There is something about the use of facts and data in Terziev’s work that traverses both the pedantic and the formalistic. 135 pages, 13 years, 39 years, the first 5000 years: all the work of counting is the work of exteriorizing the complex artistic mind of self-reflexivity. In that, Terziev is oddly pre-emptive: indulgent, and yet resistant to the allure of artistic immanence and auto-commentary. He has acted so for more than 13 years, but this edition seals the process between the pages and bears witness as to why we can call him a digital post-media maverick. By way of data – both sense-data and info-data – Terziev is a counter-intuitive, evasive betrayer of locality: he can tell big stories about minoritizing phenomena, about decomposition and deconstruction. And he does so regardless of time and space, tunneling into their Outside.


Notes:

[1] Both begging and the title of this work beg us to link it to David Graeber’s Debt. The First Five Thousand Years, published in 2011. The economic reference, however, comes to fruition via another narrative, see below.

[2] Terziev’s artistic work on space junk is, in a way, complementary of Myra Hird’s academic work on landfills or Greg Kennedy’s on the ontology of trash.

[3] But, as Boubnova warns, “[w]e are all becoming extras, Krassimir Terziev warns us through his works” (p. 25) – and this is not an artistic statement advocating the deistic dream of a humanless world, but a pessimistic credo of superfluity. As the artist himself has it: “humans are but minor and helpless, and … the price of their presence beyond the Earth’s orbit is devastating” (Mihaylova and Terziev, p. 109).

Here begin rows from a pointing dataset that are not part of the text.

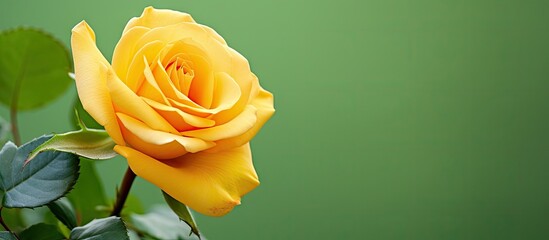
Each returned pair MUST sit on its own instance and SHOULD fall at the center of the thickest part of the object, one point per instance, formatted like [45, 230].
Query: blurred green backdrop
[395, 119]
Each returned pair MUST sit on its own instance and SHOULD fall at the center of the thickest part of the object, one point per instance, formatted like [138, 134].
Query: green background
[395, 119]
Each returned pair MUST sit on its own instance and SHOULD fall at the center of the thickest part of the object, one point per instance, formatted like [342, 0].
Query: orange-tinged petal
[152, 18]
[178, 118]
[219, 55]
[226, 92]
[124, 51]
[210, 183]
[91, 74]
[150, 51]
[264, 104]
[238, 126]
[127, 102]
[157, 143]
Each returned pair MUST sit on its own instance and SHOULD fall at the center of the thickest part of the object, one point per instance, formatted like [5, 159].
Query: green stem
[14, 128]
[122, 194]
[5, 226]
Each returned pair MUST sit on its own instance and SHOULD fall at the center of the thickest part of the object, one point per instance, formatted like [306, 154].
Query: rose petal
[264, 105]
[127, 102]
[124, 51]
[210, 183]
[152, 18]
[135, 76]
[91, 77]
[158, 144]
[178, 118]
[238, 126]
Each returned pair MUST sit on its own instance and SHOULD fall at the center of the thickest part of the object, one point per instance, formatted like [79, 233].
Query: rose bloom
[180, 104]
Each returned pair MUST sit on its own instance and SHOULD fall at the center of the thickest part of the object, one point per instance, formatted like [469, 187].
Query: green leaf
[34, 68]
[82, 116]
[47, 178]
[13, 218]
[88, 193]
[89, 143]
[5, 235]
[162, 223]
[63, 210]
[182, 212]
[4, 130]
[41, 231]
[105, 228]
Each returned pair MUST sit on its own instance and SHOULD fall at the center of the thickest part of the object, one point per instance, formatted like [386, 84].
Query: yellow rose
[180, 104]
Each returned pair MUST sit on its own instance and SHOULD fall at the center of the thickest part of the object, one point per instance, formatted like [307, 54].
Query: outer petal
[158, 144]
[264, 104]
[152, 18]
[92, 75]
[125, 101]
[210, 183]
[124, 51]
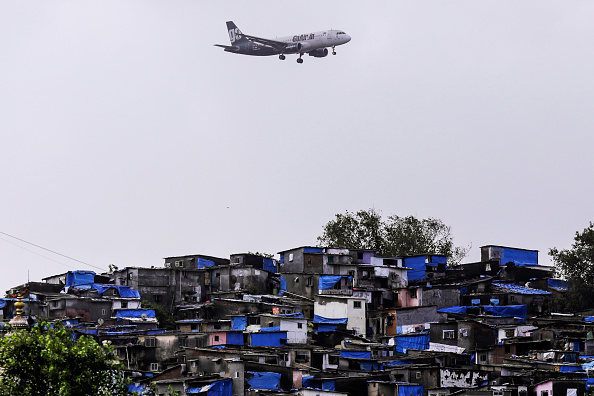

[4] In an essay on Gadamer’s insistence on artistic truth, Jean Grondin describes in a more generic way what I tried to convey throughout this text: “The hegemonic claim of scientific truth had painted the aesthetic experience in a corner. It was confined to the margins of truth and science and could only define itself through this predicament imposed upon it by modern science. The ‘inferiority complex’ of the aesthetic actually amounted to an ‘exteriority complex,’ since it was excluded from all matters of truth. It had to recognize that its predicament was ‘merely aesthetic,’ but it tried to put a positive twist on things by celebrating the aesthetic dimension as such. From now on, there would be such a thing as an independent aesthetic consciousness, with its own logic, requirements and institutions.” Jean Grondin, “Gadamer’s Aesthetics. The Overcoming of Aesthetic Consciousness and the Hermeneutical Truth of Art,” in: Michael Kelly (Ed.), Encyclopedia of Aesthetics, Vol. 2, New York and Oxford: Oxford University Press, 1998, p. 270.

About the Author:

Stanimir Panayotov is a PhD student in comparative gender studies at CEU, Budapest, working on the relationship between desire and space in ancient cosmologies and Plato. His research interests and published work are centered round issues in feminist and continental philosophy, queer theory and gender studies. He is also a freelance translator and has translated numerous articles from the same fields (Sedgwick, Fuss, Butler, A. Rich, etc.), and books by Peter Berger, Wendy Brown, Jasna Koteska, David M. Halperin and McKenzie Wark. Stanimir has also been involved in numerous projects in Bulgaria and Macedonia related with queer issues and has served as a queer activist for various projects and organizations. He is also part of Social Center Xaspel and New Left Perspectives in Sofia, and is co-organizer of Sofia Queer Forum (Sofia) and Summer School for Sexualities, Cultures and Politics (Belgrade).